ACL-RelAcS is a corpus designed for semantic RELation ACquiSition (extraction and classification) in the scientific domain.
It is composed of abstracts and introductions of about 11.000 papers from the
ACL Anthology Corpus, with automatically annotated domain concepts in the entire corpus, and manually annotated semantic relations in 500 abstracts.
The corpus was developed at LIPN Université Paris 13 and at LATTICE, CNRS with funding from LABEX-EFL.
SemEval 2018 Dataset
Together with the ACL-RD TEC corpus, ACL-RelAcS was used in SemEval 2018 Task 7: Semantic Relation Extraction and Classification in Scientific Papers. Note that the SemEval task and dataset use the same abstracts but a different relation typology.
If you are interested in the SemEval dataset, please go to the dedicated website.
Annotation
Concepts were identified and annotated fully automatically, based on a combination of terminology extraction and available ontological resources.
The annotation relies on the Saffron Knowledge Extraction Framework (domain models for computer
science and natural language processing), BabelNet and the terminology extractor TermSuite.

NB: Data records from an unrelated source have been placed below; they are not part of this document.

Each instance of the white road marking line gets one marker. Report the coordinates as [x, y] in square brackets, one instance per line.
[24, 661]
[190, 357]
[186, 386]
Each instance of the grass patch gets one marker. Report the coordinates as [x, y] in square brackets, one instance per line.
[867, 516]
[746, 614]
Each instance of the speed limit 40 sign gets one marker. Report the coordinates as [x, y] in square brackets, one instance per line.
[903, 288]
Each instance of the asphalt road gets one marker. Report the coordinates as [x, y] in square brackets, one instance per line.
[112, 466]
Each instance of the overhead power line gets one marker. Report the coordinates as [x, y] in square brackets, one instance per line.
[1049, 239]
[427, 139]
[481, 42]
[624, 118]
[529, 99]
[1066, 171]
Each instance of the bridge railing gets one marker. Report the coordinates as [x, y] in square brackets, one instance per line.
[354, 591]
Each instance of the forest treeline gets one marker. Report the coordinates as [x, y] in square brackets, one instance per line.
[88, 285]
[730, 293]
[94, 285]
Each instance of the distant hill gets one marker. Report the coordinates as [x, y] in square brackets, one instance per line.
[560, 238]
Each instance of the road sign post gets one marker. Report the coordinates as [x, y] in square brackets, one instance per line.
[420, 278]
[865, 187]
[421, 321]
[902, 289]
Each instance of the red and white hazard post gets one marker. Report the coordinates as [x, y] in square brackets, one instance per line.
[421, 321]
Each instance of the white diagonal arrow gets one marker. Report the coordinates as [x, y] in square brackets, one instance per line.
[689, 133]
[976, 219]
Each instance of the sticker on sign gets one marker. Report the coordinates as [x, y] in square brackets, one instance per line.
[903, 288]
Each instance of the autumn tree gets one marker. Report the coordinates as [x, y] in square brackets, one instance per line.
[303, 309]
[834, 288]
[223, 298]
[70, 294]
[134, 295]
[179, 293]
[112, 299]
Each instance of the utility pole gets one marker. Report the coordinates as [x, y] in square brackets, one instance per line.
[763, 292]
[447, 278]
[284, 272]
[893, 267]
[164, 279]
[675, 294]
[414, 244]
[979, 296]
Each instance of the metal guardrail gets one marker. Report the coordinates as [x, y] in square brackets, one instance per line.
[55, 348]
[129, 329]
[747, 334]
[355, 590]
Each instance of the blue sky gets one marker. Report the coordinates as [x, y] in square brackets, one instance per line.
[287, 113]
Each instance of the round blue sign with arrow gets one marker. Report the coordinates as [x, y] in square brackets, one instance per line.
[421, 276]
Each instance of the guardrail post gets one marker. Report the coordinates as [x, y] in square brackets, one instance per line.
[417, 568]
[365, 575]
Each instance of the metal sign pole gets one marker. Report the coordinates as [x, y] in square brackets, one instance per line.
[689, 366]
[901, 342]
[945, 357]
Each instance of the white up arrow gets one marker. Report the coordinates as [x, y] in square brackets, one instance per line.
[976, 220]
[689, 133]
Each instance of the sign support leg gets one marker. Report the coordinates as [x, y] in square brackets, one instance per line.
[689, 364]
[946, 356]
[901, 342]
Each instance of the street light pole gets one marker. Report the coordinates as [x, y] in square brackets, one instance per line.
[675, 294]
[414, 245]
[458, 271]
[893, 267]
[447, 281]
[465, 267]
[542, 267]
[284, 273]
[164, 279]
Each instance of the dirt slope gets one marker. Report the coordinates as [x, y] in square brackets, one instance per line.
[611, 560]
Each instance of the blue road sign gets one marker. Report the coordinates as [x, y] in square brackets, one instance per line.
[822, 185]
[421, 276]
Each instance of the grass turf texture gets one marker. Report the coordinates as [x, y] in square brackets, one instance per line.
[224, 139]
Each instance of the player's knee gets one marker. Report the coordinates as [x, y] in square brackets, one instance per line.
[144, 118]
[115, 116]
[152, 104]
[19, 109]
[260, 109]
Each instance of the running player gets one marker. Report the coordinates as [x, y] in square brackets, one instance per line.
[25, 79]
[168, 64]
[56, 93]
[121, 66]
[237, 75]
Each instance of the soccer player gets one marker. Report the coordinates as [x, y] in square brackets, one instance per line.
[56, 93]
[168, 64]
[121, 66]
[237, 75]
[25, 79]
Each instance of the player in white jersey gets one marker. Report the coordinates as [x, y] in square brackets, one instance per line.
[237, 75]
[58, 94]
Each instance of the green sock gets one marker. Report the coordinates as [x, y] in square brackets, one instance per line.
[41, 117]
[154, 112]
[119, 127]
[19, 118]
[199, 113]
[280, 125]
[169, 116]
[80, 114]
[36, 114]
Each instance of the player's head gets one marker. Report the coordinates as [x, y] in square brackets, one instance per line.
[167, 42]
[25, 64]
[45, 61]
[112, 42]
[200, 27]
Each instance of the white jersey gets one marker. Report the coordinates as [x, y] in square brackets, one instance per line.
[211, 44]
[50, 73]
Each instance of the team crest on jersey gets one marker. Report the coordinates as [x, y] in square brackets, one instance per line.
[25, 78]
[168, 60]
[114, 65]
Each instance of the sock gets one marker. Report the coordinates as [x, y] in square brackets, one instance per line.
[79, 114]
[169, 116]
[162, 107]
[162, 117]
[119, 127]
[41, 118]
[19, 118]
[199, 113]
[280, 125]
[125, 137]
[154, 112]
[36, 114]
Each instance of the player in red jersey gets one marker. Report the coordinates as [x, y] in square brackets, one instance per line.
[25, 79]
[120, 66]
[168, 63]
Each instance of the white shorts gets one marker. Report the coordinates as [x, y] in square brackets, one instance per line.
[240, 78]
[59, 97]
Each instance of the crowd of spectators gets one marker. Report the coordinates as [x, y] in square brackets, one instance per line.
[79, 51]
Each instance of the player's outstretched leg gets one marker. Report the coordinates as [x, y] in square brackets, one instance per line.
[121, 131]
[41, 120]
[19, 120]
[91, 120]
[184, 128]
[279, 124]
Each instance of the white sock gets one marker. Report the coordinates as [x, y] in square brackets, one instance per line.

A typology of semantic relations between concepts is also proposed. This typology, consisting of
18 domain-specific and 3 generic relations, is the result of a corpus-based investigation of the
text sequences occurring between concepts in sentences.
A sample of ~500 abstracts from the corpus is manually
annotated with semantic relations. Only explicit relations are taken into account,
so that the data could serve to train or evaluate pattern-based semantic relation classification systems.